Tingkat kematian bervariasi oleh berbagai faktor seperti lokasi dan usia seseorang, menurut laporan Sains Langsung sebelumnya.
Tetapi angka-angka ini terus berkembang dan mungkin tidak mewakili tingkat kematian yang sebenarnya.
Tidak jelas apakah jumlah kasus di China didokumentasikan secara akurat, terutama karena mereka mengubah cara mereka mendefinisikan kasus di tengah jalan, menurut STAT News.
Mungkin ada banyak kasus ringan atau tanpa gejala yang tidak dihitung dalam ukuran sampel total, catat mereka.
10. Mitos: Paket dari China tak aman
Lihat Foto Ilustrasi paket dari China (SHUTTERSTOCK/ Maxx-Studio)
Menurut Organisasi Kesehatan Dunia (WHO), menerima surat atau paket dari China tak mendatangkan masalah.
Penelitian sebelumnya telah menemukan bahwa virus corona tidak bertahan lama pada objek seperti surat dan paket.

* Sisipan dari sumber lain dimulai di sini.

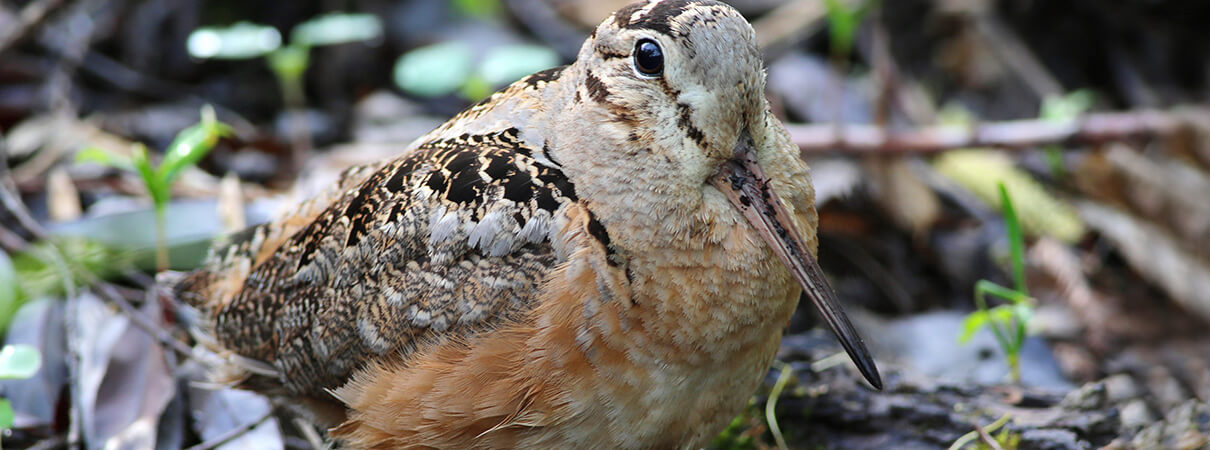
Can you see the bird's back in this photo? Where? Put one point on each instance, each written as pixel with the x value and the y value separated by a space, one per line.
pixel 447 240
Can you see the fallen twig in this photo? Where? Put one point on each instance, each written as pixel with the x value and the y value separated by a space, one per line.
pixel 32 16
pixel 110 294
pixel 1093 128
pixel 243 428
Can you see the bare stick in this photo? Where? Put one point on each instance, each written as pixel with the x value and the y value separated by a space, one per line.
pixel 107 292
pixel 30 17
pixel 243 428
pixel 1093 128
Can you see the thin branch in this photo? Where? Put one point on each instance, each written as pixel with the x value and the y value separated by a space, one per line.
pixel 1088 130
pixel 243 428
pixel 32 16
pixel 107 292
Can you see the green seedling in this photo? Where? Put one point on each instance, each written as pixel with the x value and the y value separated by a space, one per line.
pixel 783 378
pixel 1009 321
pixel 17 362
pixel 843 19
pixel 451 67
pixel 288 63
pixel 185 150
pixel 1062 109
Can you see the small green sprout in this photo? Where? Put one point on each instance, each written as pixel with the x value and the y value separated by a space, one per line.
pixel 288 63
pixel 1061 109
pixel 842 24
pixel 451 67
pixel 190 145
pixel 783 378
pixel 17 362
pixel 1007 322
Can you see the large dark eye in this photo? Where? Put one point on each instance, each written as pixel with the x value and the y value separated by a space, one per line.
pixel 649 59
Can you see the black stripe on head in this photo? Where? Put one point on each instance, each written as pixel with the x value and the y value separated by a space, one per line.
pixel 543 76
pixel 685 121
pixel 597 88
pixel 660 18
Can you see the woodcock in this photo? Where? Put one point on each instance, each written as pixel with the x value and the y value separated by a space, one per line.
pixel 599 255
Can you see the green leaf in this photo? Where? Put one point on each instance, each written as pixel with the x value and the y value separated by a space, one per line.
pixel 841 27
pixel 150 178
pixel 289 62
pixel 6 414
pixel 1066 108
pixel 190 145
pixel 510 63
pixel 973 323
pixel 1015 240
pixel 336 28
pixel 242 40
pixel 10 292
pixel 1038 212
pixel 19 362
pixel 1062 109
pixel 433 70
pixel 104 157
pixel 476 88
pixel 480 9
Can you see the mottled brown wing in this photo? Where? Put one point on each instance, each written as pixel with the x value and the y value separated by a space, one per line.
pixel 445 241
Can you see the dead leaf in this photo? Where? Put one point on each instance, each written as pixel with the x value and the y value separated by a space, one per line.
pixel 125 380
pixel 1154 254
pixel 38 323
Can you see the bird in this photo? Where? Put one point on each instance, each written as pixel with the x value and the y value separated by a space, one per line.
pixel 601 254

Berdasarkan apa yang kita ketahui tentang virus corona serupa seperti MERS-CoV dan SARS-CoV, para ahli berpikir Covid-19 kemungkinan bertahan dengan buruk di permukaan.

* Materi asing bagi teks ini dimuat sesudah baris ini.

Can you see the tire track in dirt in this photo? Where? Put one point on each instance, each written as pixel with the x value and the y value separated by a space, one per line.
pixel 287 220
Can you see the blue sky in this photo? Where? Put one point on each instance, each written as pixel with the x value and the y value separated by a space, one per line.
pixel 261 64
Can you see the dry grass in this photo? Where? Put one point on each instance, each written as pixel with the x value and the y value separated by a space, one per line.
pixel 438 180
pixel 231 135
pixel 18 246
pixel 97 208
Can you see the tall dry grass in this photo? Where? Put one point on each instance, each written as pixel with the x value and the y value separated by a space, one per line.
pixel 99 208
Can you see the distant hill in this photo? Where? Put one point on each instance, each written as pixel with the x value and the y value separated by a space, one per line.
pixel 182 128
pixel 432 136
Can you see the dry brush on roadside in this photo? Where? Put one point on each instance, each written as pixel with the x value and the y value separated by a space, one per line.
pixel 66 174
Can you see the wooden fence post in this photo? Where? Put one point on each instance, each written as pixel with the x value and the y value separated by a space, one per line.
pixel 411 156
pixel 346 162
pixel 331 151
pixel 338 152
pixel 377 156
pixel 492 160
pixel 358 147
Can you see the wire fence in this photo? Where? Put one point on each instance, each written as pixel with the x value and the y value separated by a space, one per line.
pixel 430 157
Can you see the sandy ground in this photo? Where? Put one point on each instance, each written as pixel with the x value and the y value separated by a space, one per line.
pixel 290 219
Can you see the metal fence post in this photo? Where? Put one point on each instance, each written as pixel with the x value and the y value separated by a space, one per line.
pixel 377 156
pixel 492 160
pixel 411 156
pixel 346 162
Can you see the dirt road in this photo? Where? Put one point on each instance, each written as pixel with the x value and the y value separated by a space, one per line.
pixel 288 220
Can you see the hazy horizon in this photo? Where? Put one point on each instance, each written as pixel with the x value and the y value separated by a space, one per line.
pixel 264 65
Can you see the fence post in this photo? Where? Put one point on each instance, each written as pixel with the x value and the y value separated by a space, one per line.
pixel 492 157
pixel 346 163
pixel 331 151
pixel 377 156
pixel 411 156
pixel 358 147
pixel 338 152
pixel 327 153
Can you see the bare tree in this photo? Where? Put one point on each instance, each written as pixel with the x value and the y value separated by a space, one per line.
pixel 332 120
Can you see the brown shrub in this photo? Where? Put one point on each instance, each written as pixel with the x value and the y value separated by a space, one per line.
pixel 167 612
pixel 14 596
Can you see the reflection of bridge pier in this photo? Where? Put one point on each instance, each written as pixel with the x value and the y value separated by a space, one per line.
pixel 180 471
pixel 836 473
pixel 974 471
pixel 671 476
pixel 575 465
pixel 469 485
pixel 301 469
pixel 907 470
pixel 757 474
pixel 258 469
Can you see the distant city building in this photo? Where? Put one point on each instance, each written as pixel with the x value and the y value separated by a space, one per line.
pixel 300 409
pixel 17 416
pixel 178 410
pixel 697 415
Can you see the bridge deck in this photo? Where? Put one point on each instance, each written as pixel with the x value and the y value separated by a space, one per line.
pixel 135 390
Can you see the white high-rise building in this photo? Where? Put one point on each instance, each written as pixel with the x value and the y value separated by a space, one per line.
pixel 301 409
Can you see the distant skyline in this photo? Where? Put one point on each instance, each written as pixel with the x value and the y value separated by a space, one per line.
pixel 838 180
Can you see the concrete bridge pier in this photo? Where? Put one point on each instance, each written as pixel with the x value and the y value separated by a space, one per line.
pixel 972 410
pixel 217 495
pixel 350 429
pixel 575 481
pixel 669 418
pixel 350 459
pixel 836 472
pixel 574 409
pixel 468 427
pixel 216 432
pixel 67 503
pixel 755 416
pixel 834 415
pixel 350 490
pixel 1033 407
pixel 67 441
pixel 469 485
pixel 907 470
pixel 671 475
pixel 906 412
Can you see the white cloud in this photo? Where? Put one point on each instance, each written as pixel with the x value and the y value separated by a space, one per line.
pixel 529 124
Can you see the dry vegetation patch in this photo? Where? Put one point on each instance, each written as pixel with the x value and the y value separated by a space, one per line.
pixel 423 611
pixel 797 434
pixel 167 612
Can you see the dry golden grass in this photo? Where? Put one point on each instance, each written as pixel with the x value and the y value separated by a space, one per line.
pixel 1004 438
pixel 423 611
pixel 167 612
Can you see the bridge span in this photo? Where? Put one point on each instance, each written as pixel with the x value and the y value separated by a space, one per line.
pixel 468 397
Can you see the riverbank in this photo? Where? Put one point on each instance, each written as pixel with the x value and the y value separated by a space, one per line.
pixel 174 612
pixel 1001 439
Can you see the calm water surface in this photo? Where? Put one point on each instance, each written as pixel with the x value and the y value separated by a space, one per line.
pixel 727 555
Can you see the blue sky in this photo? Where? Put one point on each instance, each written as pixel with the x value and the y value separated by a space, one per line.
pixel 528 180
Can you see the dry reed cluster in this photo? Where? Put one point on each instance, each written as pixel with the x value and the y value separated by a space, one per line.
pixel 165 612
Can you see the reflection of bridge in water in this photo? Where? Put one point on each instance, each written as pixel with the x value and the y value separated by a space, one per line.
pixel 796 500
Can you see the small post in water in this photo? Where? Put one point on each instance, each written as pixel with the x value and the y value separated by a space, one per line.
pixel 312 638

Sebuah studi menemukan bahwa virus corona yang terkait ini dapat bertahan di permukaan seperti logam, gelas, atau plastik selama sembilan hari, menurut sebuah penelitian yang diterbitkan 6 Februari di The Journal of Hospital Infection.
Agar virus dapat tetap hidup, diperlukan kombinasi kondisi lingkungan spesifik seperti suhu, kurangnya paparan UV dan kelembaban - kombinasi yang tidak akan Anda dapatkan dalam paket pengiriman, menurut Dr. Amesh A. Adalja, Senior Scholar, Johns Hopkins Center for Health Security.
"Jadi, ada kemungkinan risiko penyebaran yang sangat rendah dari produk atau kemasan yang dikirim selama beberapa hari atau minggu pada suhu sekitar," menurut CDC.
"Saat ini, tidak ada bukti untuk mendukung transmisi Covid-19 yang terkait dengan barang impor".
Sebaliknya, virus corona dianggap paling umum menyebar melalui tetesan pernapasan.
11. Mitos: Anda bisa tertular virus corona jika makan di restoran China
Ini adalah mitos yang tak dapat dibuktikan kebenarannya.
Dengan logika itu, Anda berarti juga harus menghindari restoran Italia, Korea, Jepang, dan Iran, mengingat negara-negara tersebut juga menghadapi wabah.